Pacote de política de longo prazo para agricultura já está sendo elaborado

Em busca de uma maior interação entre seus ministérios, o governo costura o Plano de Ação para Agricultura Brasileira, conhecido como o PAC da Agricultura. A expectativa do governo federal é lançar o pacote ainda no primeiro semestre deste ano. O plano definirá o foco e os investimentos na área para os próximos 20 anos.

Nos últimos dias, várias reuniões têm sido feitas entre os ministérios do Desenvolvimento Agrário, Agricultura, Planejamento e o governo federal. O governo pretende usar o exemplo dos planos safra concebidos pela Agricultura para formular uma política de longo prazo.

O ministro da Agricultura, Mendes Ribeiro, disse que as discussões ainda estão em estágio inicial. Mas deixou claro que armazenamento e transporte de produtos são o objetivo das medidas. O governo, segundo ele, vai apresentar um projeto que atenda aos interesses tanto da agricultura empresarial quanto da familiar. "Uma política nacional de armazenamento e transporte, que envolva a Conab, é fundamental para a política de preços no país e a ajuda ao produtor", diz. "Também devemos agregar valor à produção e passar a exportar produtos já manufaturados", defendeu.

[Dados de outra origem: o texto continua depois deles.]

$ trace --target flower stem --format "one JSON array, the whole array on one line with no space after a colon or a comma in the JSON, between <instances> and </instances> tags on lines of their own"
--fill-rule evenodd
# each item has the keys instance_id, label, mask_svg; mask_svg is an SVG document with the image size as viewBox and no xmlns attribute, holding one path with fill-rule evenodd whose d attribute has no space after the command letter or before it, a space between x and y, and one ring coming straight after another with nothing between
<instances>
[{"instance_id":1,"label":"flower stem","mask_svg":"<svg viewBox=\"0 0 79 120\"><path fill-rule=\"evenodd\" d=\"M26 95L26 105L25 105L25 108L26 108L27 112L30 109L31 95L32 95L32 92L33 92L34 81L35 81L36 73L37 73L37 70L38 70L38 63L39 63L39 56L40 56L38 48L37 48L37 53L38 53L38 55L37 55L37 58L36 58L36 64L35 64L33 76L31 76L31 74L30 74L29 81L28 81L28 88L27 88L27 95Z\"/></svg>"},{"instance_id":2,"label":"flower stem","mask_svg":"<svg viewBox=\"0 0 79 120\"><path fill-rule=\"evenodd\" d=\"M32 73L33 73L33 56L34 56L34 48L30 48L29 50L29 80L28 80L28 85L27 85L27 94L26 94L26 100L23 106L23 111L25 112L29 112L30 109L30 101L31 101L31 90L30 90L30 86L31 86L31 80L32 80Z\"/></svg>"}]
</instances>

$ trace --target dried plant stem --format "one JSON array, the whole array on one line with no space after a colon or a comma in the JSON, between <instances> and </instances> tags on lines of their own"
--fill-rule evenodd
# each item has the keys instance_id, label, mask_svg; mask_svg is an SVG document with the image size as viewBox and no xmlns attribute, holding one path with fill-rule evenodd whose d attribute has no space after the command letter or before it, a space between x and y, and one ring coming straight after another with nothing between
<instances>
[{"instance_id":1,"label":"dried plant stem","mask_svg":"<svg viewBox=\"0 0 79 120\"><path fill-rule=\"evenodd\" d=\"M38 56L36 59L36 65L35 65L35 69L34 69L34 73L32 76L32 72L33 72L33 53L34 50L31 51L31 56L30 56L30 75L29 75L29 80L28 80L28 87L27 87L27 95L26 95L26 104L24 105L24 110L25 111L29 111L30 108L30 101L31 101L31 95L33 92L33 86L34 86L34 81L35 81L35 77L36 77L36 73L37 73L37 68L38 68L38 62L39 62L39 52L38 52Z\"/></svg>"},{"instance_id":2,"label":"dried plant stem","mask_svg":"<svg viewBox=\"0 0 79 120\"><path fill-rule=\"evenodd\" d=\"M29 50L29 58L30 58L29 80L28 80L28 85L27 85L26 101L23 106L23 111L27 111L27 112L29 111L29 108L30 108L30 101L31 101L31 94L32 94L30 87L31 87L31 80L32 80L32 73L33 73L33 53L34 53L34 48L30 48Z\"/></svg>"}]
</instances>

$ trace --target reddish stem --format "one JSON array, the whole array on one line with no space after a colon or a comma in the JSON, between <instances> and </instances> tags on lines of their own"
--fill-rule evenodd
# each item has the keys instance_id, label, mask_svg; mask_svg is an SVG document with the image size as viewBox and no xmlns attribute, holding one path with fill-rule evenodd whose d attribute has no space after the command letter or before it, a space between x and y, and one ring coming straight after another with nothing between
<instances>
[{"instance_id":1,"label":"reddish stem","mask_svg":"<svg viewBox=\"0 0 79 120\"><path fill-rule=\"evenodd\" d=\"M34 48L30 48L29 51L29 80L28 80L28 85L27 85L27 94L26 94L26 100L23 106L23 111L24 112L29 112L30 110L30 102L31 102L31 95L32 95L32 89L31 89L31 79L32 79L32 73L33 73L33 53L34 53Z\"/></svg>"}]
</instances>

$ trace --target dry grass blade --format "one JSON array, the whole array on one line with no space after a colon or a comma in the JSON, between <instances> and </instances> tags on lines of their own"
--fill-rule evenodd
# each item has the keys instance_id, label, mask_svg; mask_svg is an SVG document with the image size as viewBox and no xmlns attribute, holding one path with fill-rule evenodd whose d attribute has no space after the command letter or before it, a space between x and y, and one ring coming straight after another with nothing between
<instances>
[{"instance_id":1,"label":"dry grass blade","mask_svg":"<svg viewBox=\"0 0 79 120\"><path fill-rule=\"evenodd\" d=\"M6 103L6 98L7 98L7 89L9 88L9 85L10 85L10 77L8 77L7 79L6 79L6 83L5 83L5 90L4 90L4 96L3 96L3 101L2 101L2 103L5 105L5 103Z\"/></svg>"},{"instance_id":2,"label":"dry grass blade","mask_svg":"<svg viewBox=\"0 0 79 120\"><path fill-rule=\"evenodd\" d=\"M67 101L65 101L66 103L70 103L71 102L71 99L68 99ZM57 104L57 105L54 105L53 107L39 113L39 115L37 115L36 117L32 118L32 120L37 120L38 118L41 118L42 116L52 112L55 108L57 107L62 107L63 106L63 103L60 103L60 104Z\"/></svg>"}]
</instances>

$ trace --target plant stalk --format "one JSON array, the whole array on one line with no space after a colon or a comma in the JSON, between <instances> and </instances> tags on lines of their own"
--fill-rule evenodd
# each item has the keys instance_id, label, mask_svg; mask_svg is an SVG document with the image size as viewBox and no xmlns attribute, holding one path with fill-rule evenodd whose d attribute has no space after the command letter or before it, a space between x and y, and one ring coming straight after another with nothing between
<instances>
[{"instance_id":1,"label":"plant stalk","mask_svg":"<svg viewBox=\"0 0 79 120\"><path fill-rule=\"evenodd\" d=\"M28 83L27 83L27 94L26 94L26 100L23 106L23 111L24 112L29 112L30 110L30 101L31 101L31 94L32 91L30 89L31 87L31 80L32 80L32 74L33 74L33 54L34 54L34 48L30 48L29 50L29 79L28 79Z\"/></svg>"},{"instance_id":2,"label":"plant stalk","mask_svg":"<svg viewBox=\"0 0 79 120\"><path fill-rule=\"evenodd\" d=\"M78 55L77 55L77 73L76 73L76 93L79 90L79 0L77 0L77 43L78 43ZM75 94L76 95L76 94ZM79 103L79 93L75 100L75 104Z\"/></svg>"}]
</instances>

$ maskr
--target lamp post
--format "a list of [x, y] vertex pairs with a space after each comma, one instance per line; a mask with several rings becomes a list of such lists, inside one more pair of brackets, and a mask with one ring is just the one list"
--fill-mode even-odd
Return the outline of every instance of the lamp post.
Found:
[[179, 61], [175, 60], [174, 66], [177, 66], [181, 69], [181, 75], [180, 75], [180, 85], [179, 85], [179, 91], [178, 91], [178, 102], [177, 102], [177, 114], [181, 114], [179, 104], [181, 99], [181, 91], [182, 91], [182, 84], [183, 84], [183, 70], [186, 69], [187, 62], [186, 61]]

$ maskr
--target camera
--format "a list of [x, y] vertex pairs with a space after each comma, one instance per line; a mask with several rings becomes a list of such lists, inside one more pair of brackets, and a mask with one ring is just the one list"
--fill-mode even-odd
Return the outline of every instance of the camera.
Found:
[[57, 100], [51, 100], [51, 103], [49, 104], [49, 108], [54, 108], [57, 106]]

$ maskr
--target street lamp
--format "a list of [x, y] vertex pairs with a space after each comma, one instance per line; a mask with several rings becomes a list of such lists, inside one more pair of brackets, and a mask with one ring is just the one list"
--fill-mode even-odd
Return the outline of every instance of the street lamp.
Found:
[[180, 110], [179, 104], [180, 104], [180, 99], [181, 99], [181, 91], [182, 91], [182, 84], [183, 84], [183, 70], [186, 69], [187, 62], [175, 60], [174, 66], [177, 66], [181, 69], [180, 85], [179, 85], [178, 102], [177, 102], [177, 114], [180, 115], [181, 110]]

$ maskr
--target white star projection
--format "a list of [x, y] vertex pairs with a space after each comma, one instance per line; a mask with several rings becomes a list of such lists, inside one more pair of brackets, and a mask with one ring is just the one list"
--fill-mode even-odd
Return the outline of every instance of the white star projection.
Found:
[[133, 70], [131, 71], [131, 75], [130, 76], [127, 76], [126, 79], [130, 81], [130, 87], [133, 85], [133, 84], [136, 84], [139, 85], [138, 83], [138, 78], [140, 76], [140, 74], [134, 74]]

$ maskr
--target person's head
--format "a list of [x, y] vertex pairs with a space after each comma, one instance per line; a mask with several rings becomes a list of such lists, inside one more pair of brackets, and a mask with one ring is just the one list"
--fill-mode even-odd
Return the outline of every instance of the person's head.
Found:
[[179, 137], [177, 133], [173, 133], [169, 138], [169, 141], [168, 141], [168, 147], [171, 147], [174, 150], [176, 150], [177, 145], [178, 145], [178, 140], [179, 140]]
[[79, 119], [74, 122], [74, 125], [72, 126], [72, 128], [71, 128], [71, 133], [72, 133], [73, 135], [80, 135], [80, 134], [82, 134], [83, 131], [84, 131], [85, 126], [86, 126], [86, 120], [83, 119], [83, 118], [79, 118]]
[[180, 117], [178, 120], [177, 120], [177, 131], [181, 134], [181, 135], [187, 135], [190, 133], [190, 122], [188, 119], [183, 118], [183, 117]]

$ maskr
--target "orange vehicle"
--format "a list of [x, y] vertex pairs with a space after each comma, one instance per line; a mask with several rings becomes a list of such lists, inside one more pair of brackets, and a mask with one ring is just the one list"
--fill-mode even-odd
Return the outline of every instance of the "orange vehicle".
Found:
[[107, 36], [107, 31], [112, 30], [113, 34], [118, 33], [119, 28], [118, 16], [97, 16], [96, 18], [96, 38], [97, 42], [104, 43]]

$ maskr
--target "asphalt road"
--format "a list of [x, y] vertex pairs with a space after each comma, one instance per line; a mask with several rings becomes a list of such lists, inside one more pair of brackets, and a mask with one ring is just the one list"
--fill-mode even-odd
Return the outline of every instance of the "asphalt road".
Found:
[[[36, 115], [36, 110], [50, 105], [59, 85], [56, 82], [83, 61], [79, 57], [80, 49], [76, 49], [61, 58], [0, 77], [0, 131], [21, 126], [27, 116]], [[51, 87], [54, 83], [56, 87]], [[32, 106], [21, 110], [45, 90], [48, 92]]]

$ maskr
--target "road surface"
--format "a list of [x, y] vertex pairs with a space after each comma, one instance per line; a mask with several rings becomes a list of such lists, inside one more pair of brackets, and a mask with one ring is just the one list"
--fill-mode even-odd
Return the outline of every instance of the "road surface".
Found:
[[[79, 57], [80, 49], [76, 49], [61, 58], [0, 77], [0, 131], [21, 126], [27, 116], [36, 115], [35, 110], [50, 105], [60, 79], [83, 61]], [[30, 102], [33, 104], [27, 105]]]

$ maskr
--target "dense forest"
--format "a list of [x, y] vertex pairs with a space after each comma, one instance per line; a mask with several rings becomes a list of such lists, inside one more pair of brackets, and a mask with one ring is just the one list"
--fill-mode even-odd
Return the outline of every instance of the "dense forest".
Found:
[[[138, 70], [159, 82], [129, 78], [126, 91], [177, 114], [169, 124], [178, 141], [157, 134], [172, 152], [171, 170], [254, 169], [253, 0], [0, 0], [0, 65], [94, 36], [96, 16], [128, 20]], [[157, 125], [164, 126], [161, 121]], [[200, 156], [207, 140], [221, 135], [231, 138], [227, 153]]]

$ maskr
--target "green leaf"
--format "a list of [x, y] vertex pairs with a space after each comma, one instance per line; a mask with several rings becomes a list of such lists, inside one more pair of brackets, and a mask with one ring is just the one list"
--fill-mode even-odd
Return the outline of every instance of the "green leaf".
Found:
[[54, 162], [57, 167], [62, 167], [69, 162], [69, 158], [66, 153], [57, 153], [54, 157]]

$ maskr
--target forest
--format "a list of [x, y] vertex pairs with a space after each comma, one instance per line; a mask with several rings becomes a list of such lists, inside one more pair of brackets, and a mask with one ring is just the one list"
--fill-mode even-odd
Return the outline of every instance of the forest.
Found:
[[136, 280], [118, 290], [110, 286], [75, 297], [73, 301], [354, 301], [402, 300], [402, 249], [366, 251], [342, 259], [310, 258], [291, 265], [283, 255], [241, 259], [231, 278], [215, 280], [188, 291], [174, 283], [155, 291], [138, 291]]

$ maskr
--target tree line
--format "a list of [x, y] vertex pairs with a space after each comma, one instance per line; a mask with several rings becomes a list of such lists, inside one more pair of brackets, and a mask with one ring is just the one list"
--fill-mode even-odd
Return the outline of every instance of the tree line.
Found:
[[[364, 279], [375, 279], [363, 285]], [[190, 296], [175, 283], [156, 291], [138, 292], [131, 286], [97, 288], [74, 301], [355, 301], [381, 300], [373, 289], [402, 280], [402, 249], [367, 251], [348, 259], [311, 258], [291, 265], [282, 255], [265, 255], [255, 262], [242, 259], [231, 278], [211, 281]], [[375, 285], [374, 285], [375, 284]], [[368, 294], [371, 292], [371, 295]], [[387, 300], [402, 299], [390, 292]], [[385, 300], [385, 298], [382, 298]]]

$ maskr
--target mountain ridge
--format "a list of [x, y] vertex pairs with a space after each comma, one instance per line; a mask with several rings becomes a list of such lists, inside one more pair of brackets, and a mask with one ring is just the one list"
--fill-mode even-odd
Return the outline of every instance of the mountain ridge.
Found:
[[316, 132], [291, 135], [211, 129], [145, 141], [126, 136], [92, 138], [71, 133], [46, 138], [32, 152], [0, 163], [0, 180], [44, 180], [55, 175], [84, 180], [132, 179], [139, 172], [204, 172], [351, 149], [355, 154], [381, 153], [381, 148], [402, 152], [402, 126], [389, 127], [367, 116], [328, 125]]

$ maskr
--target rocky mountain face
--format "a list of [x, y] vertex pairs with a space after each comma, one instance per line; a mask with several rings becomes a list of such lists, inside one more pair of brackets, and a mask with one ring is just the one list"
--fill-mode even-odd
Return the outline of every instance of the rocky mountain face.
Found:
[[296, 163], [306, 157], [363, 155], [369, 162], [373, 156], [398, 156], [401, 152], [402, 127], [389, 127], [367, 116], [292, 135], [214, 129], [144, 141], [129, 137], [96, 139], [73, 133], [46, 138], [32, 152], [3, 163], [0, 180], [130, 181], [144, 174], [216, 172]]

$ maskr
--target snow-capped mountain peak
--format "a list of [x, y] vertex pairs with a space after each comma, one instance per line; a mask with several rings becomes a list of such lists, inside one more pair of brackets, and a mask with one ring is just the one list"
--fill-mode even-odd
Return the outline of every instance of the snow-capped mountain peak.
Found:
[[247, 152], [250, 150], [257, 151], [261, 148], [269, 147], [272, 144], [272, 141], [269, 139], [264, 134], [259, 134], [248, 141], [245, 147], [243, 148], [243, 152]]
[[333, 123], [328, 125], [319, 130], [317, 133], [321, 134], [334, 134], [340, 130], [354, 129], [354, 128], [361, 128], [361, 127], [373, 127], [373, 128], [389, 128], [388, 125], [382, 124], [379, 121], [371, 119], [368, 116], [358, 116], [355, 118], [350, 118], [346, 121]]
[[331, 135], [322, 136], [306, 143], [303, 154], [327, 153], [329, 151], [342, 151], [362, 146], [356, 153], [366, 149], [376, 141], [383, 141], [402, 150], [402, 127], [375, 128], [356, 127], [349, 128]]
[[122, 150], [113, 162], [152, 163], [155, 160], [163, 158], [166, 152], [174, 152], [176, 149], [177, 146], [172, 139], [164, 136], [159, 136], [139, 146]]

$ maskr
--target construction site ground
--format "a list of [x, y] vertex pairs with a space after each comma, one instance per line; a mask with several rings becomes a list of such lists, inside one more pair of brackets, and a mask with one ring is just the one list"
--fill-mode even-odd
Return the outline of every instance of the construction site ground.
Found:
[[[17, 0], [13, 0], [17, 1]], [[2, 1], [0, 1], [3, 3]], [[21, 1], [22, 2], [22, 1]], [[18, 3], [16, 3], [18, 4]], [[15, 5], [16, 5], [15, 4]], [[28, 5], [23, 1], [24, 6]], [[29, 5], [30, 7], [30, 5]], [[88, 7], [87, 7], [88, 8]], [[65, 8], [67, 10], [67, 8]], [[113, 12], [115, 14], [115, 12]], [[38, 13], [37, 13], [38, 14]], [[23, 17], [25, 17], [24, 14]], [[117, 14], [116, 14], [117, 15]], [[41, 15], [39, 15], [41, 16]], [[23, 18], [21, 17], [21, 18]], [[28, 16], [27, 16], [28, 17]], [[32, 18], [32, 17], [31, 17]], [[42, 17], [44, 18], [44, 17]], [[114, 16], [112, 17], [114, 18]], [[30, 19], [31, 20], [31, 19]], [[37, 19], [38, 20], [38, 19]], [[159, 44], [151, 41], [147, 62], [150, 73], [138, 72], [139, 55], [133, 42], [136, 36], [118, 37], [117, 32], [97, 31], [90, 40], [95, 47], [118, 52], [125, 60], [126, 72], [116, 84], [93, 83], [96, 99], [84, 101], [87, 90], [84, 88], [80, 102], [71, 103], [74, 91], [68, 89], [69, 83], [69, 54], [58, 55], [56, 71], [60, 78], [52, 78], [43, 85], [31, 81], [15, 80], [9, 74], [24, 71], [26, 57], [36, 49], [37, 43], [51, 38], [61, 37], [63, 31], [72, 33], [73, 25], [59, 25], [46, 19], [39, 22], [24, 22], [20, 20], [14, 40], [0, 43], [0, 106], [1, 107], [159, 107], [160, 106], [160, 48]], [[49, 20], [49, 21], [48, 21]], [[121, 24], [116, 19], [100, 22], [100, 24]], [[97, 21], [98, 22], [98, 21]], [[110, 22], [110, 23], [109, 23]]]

O Ministério do Desenvolvimento Agrário (MDA) pretende estender o fornecimento de máquinas para a melhoria de infraestrutura nas propriedades mais afastadas da região Centro-Sul do país. Somente no âmbito do PAC 2, o investimento do MDA será de R$ 1,8 bilhão, dos quais cerca de R$ 270 milhões foram gastos até agora. No ano passado, 1.299 municípios receberam maquinários do ministério.

A Embrapa pretende entrar no plano com menos ênfase em pesquisas e investindo em um programa mais abrangente. O presidente da estatal, Pedro Arraes, diz que a principal contribuição da empresa será o desenvolvimento de um projeto de zoneamento georreferenciado. "Todos os biomas serão pesquisados para que se saiba qual cultura se adapta melhor a determinadas localidades", diz. Em seguida, a Embrapa oferecerá consultoria aos produtores para que migrem para as culturas que melhor se desenvolvem em suas regiões. "Poderemos identificar um produtor que poderia ter uma maior produtividade com outra cultura em sua região", afirma.

A intenção do governo é ter o plano pronto até o fim do primeiro semestre.